I find myself growing ever more annoyed and disappointed with the prevalance -- growing prevalance -- of horror movies in cinema (and television as well).

My personal view is that seeing a person getting tortured or maimed or otherwise suffering in some horrific way is UNPLEASANT. If it would be unpleasant to chop your own arm off, it should also be similarly unpleasant to watch another person chop their own arm off. At least, this should be the case if you have a healthy sense of empathy for other people. Why would anyone want to spend their valuable free time intentionally seeking out horrifying images of people suffering? I cannot wrap my head around it, though I have tried.
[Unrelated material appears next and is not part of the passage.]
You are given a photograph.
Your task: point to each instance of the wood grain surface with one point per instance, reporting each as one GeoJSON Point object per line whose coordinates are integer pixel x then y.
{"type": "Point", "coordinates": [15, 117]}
It is not enough to say it is enjoyable because you know the people are just acting. If it is unpleasant to see some one in pain, why would it be pleasant to see a person ACTING as if he or she were in pain? I'll grant it may be LESS unpleasant to see a person in pain if you know they are acting, rather than truly suffering. But this does not convert it from an unpleasant activity into a pleasant one.

Some may claim there is a pleasurable cathartic release, when you conjure up negative emotions like horror and the, at the end of the film, you then have it washed away with the awareness it did not really happen after all, and you are safe nd fine. However, this seems akin to wearing shoes that hurt your feet so you can feel a rush of blissful sensation when you take off the offending footwear. My gut-level assessment would be that, in such situations, the pain you endure leading up to the relief cancels out the relief. You have to be pretty hard up for pleasure to seek it through the process of inflicting pain on yourself (psychic or physical) so that you can then enjoy the cessation of that pain.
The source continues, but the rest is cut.